To deal with this issue, the principal solution has been to increase the size of the models and the amount of training data used, as well as employing standardised benchmarks (model IQ tests) to assess performance.
The problem with this is that if both the training materials and the test are human-produced, the AI is unlikely to ever get much more intelligent than the most intelligent human in any given field[2]. Until we build an AI that can discover and integrate its own knowledge, artificial super-intelligence will remain out of reach. The first is to allow the model to develop new ideas and reality-test them itself, as described above.
The second, however, is to push the model to develop a higher-order metalanguage for the purpose of establishing a T-schema - that is, an inductive abstraction of truth against which lower-order propositions may be tested. Recent evidence suggests that this is what AI models are attempting to do via the grokking process.
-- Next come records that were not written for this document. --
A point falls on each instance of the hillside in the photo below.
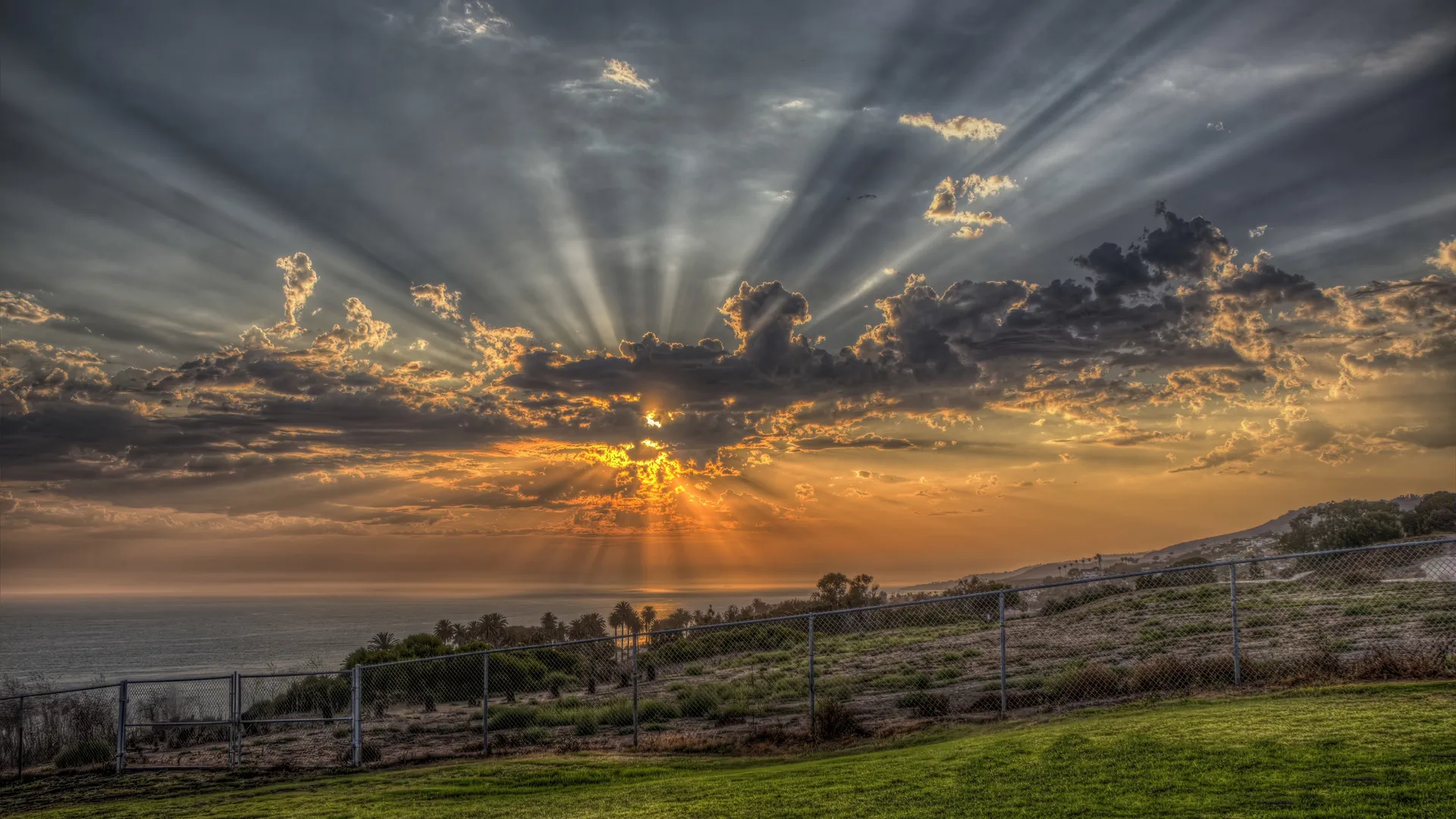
(1046, 570)
(1334, 752)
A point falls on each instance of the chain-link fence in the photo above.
(1366, 614)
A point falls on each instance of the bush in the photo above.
(585, 725)
(89, 752)
(925, 703)
(731, 713)
(835, 719)
(655, 711)
(1411, 661)
(1183, 577)
(1090, 595)
(555, 681)
(618, 713)
(507, 717)
(696, 703)
(1081, 681)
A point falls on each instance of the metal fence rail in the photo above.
(1372, 613)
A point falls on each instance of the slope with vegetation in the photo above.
(1327, 752)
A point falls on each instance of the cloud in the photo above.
(946, 206)
(444, 302)
(625, 74)
(956, 127)
(471, 20)
(1445, 257)
(299, 279)
(1169, 343)
(367, 331)
(22, 308)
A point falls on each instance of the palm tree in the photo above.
(444, 630)
(492, 627)
(587, 626)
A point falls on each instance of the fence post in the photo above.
(356, 717)
(121, 726)
(237, 729)
(634, 689)
(485, 703)
(813, 716)
(1234, 601)
(1001, 615)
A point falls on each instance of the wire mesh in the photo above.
(1385, 614)
(421, 708)
(182, 723)
(294, 720)
(723, 684)
(886, 667)
(1264, 621)
(563, 695)
(55, 732)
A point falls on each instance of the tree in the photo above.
(491, 627)
(833, 588)
(984, 607)
(680, 618)
(1343, 525)
(620, 617)
(587, 627)
(648, 617)
(551, 626)
(1435, 513)
(444, 630)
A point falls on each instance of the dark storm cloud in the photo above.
(565, 177)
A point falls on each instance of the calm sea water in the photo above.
(79, 639)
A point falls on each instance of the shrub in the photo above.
(1440, 620)
(1184, 577)
(1084, 598)
(696, 703)
(555, 681)
(618, 713)
(835, 719)
(655, 711)
(1411, 661)
(507, 717)
(585, 723)
(731, 713)
(925, 703)
(1082, 681)
(89, 752)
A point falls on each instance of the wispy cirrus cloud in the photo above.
(956, 127)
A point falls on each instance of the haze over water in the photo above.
(72, 640)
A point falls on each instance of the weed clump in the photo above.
(925, 703)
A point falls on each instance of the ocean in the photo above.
(57, 642)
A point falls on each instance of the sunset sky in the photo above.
(430, 297)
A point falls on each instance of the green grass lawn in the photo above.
(1347, 751)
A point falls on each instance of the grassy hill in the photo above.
(1385, 749)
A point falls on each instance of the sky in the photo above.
(437, 297)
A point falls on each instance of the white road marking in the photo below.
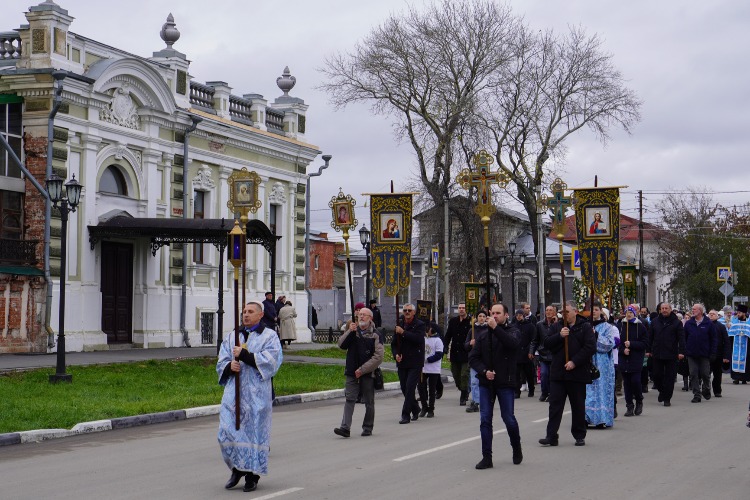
(280, 493)
(456, 443)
Recently, the Grokfast team discovered that memorisation and generalisation are the product of two separate learning processes, a fast and a slow one. Using some nifty Fourier transformations, they worked out that the adjustments to model weights that happen during training can be decomposed into two frequencies - a high frequency signal associated with memorisation and a low frequency one associated with generalisation. The team tested this by amplifying the low frequency signals. The result was vastly accelerated generalisation.
At roughly the same time, another team in Brazil was trying to work out what exactly the AI is doing when it groks. They suspected that it was trying to work out the relationships between the different clusters of training data it had been given, so they put together a highly curated dataset containing known clusters. Removing a cluster vastly reduced the model’s ability to generalise, while adding just a few examples from that cluster restored it.
These results combine to suggest an explanation for what the AI is doing when it groks: specifically, it is trying to adjust its weights with great care and delicacy such as to create patterns that will enable it to encode information regarding the relationships between the groups of data it has been fed without losing the ability to respond to the original training set.
The result is that the model, when asked a question, does not simply spit out an average of the closest bits of rote learning it knows, it compares the likely answer against its own abstraction of answers within that category, coming up with a much better output.
This would explain not just the comparatively slow weight change during the grokking process, but also the (otherwise inexplicable) sudden improvement far beyond anything displayed before.
Grokking has the additional advantage of requiring relatively little data to attempt. Now that our Superior Agents are live and producing data, our intention is to use this information - which fulfills the high quality/structured data requirements for grokking - to attempt to train a series of models. Transformers - even when grokked - are known to struggle with composition tasks (i.e. ones relating to facts stored in different parts of the model), likely on account of their structure. Consequently, we plan to use diffusion models. These, despite the higher training cost, display grokking-like behaviour throughout the normal training process, not simply under specific conditions. Moreover, they over-perform on compsitional tasks as well as on coding tasks more generally. This would, in theory, produce models capable of discovering new real-world knowledge and also generalising based on the relationships between the individual data points discovered. This, we feel, is the route to truly independent knowledge generation, and eventually to super-intelligence.